# Custom URI handlers
serialx dispatches URLs like `/dev/ttyUSB0`, `socket://host:port`, or
`rfc2217://host:port` through a registration-based handler system. You can
register your own scheme so that `serialx.serial_for_url(...)` and the async
entry points route to your sync class and async transport.

## Registering a handler
Call {func}`serialx.register_uri_handler` at module import time:

```python
from serialx import BaseSerial, BaseSerialTransport, register_uri_handler


class MySerial(BaseSerial):
    """Synchronous implementation."""
    # ... implement the BaseSerial interface ...


class MySerialTransport(BaseSerialTransport):
    """Async transport."""
    # ... implement the BaseSerialTransport interface ...


register_uri_handler(
    scheme="my-backend://",
    unique_scheme="my-backend://",
    sync_cls=MySerial,
    async_transport_cls=MySerialTransport,
)
```

After registration, any call to `serial_for_url("my-backend://...")` or
`create_serial_connection(url="my-backend://...")` dispatches to your classes.

## Parameters
`scheme` is the dispatch scheme.
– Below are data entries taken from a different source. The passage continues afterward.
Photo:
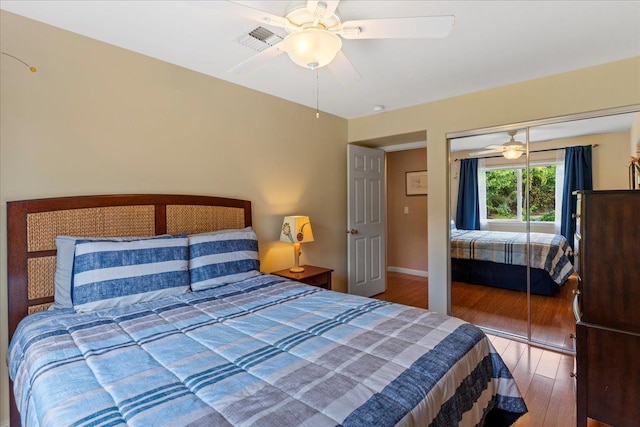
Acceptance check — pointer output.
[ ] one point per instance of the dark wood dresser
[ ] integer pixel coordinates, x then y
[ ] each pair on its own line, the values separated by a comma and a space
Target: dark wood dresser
607, 246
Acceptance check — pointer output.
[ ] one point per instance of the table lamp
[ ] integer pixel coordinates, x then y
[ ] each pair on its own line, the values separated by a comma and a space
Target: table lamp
296, 229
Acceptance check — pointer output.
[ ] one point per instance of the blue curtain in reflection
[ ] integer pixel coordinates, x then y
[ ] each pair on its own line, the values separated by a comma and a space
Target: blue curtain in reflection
468, 210
577, 176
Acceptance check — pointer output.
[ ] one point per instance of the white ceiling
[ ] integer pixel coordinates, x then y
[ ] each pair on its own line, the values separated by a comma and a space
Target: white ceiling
493, 43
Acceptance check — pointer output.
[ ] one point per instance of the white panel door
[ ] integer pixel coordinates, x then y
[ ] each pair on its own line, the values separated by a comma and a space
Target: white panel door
366, 221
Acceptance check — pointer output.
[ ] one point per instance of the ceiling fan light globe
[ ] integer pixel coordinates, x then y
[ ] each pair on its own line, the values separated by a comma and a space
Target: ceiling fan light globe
512, 153
312, 47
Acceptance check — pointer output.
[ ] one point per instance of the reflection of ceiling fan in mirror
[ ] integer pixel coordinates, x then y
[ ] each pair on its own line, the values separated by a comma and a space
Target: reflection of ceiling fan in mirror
510, 150
316, 31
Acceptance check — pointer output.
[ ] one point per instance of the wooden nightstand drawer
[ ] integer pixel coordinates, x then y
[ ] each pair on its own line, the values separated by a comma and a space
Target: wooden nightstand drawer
312, 275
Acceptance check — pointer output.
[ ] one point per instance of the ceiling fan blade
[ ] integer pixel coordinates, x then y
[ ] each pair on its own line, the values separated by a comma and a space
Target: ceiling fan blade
257, 60
399, 28
330, 6
236, 9
344, 70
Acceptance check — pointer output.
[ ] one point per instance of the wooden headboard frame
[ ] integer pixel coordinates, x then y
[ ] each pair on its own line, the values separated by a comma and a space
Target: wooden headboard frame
32, 226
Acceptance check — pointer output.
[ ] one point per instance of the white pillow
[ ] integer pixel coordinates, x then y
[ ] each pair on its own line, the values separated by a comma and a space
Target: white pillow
66, 246
220, 257
110, 274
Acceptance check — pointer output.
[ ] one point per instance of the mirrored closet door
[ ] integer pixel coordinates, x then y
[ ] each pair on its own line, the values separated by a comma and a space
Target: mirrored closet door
511, 237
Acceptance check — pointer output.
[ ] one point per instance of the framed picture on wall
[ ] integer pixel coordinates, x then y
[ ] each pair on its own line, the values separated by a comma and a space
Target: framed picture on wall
416, 183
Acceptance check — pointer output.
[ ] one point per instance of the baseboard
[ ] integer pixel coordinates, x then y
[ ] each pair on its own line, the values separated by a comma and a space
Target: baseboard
420, 273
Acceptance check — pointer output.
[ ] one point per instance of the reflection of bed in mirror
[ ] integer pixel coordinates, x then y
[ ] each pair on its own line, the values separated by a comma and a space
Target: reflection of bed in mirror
499, 259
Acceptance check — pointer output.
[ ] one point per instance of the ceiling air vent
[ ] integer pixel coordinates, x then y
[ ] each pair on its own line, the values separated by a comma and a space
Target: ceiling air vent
259, 39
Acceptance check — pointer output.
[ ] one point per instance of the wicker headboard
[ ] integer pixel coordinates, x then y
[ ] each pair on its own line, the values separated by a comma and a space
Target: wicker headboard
32, 226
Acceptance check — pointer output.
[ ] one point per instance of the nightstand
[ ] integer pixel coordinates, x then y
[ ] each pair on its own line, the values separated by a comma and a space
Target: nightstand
315, 276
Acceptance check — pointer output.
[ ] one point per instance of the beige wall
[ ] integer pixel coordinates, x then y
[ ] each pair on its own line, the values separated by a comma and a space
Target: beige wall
634, 140
96, 119
406, 233
604, 86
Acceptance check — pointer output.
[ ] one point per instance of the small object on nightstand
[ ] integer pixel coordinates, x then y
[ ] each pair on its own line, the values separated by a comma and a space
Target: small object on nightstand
315, 276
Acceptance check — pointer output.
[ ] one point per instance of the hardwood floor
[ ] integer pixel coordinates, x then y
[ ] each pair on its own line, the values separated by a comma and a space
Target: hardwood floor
552, 319
543, 376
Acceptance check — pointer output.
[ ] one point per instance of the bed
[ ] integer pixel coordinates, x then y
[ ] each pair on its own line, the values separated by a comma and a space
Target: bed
499, 259
235, 347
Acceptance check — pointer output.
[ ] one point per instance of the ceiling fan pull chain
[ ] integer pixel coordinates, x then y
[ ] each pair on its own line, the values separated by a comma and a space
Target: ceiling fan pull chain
317, 95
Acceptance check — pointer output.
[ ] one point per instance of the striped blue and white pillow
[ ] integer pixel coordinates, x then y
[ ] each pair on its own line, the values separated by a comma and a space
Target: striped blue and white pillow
108, 274
222, 257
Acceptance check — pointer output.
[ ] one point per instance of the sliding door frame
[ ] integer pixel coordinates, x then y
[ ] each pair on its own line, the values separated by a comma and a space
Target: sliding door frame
526, 125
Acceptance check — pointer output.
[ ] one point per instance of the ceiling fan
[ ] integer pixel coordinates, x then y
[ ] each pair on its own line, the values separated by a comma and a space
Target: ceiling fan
510, 150
315, 33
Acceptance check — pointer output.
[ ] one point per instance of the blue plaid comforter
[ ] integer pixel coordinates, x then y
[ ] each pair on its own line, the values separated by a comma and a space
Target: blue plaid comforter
548, 252
266, 351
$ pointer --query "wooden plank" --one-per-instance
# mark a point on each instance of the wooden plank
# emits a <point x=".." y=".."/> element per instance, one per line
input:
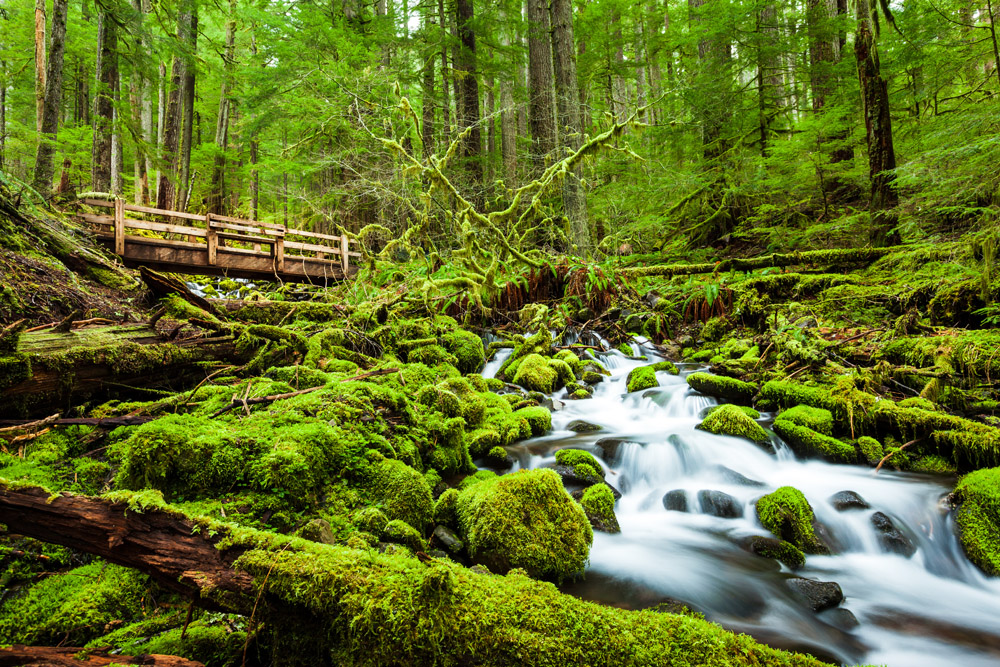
<point x="119" y="226"/>
<point x="244" y="228"/>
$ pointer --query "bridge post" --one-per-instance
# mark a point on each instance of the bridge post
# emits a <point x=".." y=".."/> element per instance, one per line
<point x="213" y="240"/>
<point x="119" y="226"/>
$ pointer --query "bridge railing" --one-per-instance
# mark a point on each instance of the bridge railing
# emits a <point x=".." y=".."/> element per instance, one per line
<point x="215" y="231"/>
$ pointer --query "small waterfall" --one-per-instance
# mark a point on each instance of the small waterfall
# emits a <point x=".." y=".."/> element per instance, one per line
<point x="932" y="609"/>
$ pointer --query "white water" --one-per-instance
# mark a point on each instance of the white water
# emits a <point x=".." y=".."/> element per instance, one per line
<point x="933" y="609"/>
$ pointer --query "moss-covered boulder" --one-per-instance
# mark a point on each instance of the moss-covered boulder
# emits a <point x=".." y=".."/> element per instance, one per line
<point x="978" y="517"/>
<point x="808" y="442"/>
<point x="730" y="420"/>
<point x="403" y="493"/>
<point x="598" y="503"/>
<point x="789" y="517"/>
<point x="726" y="388"/>
<point x="817" y="419"/>
<point x="525" y="520"/>
<point x="643" y="377"/>
<point x="535" y="373"/>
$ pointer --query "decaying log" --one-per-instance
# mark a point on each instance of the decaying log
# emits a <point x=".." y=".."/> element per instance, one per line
<point x="68" y="656"/>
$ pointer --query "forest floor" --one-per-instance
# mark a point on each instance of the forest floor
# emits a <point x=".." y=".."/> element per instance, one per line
<point x="330" y="461"/>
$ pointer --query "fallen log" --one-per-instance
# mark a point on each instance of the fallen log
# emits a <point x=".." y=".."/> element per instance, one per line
<point x="363" y="607"/>
<point x="836" y="257"/>
<point x="67" y="656"/>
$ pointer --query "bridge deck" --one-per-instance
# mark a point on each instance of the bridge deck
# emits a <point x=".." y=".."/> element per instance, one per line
<point x="219" y="245"/>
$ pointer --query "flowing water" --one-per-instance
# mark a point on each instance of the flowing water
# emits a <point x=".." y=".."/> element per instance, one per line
<point x="932" y="609"/>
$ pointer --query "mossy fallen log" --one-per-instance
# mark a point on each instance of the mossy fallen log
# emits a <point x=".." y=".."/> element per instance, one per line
<point x="835" y="257"/>
<point x="373" y="608"/>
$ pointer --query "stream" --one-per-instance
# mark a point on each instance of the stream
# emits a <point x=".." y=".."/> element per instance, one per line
<point x="932" y="609"/>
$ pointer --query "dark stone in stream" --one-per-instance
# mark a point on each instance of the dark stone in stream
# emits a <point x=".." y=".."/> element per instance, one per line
<point x="817" y="595"/>
<point x="719" y="504"/>
<point x="733" y="477"/>
<point x="580" y="426"/>
<point x="446" y="539"/>
<point x="891" y="538"/>
<point x="848" y="500"/>
<point x="675" y="501"/>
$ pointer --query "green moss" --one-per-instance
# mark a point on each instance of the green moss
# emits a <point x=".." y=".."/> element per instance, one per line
<point x="599" y="505"/>
<point x="535" y="374"/>
<point x="789" y="517"/>
<point x="870" y="449"/>
<point x="808" y="442"/>
<point x="525" y="520"/>
<point x="730" y="420"/>
<point x="643" y="377"/>
<point x="817" y="419"/>
<point x="719" y="386"/>
<point x="72" y="606"/>
<point x="978" y="518"/>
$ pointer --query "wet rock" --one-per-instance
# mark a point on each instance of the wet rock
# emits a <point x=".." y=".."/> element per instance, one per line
<point x="840" y="618"/>
<point x="719" y="504"/>
<point x="817" y="595"/>
<point x="891" y="538"/>
<point x="733" y="477"/>
<point x="675" y="501"/>
<point x="580" y="426"/>
<point x="848" y="500"/>
<point x="770" y="547"/>
<point x="446" y="539"/>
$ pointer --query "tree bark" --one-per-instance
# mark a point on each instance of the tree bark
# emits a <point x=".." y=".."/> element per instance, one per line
<point x="40" y="67"/>
<point x="541" y="116"/>
<point x="878" y="131"/>
<point x="472" y="147"/>
<point x="188" y="34"/>
<point x="570" y="129"/>
<point x="104" y="92"/>
<point x="44" y="166"/>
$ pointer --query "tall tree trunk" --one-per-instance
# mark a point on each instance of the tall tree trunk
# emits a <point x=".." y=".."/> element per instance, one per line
<point x="445" y="75"/>
<point x="878" y="127"/>
<point x="472" y="147"/>
<point x="166" y="190"/>
<point x="188" y="34"/>
<point x="53" y="99"/>
<point x="40" y="87"/>
<point x="217" y="194"/>
<point x="570" y="128"/>
<point x="541" y="115"/>
<point x="104" y="95"/>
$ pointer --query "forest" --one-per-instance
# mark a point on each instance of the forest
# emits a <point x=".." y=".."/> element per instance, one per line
<point x="534" y="332"/>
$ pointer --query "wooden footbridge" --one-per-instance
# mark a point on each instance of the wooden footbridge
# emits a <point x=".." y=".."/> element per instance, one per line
<point x="219" y="245"/>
Multiple handlers may share the same
`scheme` but the highest-`weight` registration wins. This is how the `device://`
scheme is shared across the platform-native handlers (`linux://`, `darwin://`,
`windows://`, and so on): they all register under `scheme="device://"` but
with a distinct `unique_scheme`.

`unique_scheme` is an address for a specific handler. It lets callers
bypass the shared-scheme dispatch and force a specific backend:

```python
serialx.serial_for_url("posix:///dev/ttyUSB0")  # forces the generic POSIX handler
```

`weight` controls priority under a shared `scheme`. The platform-native
handlers use `weight=3`, the extended POSIX handler uses `weight=2`, and the
bare POSIX handler uses the default `weight=1`. You rarely need to set this
unless you are layering a custom backend over an existing shared scheme.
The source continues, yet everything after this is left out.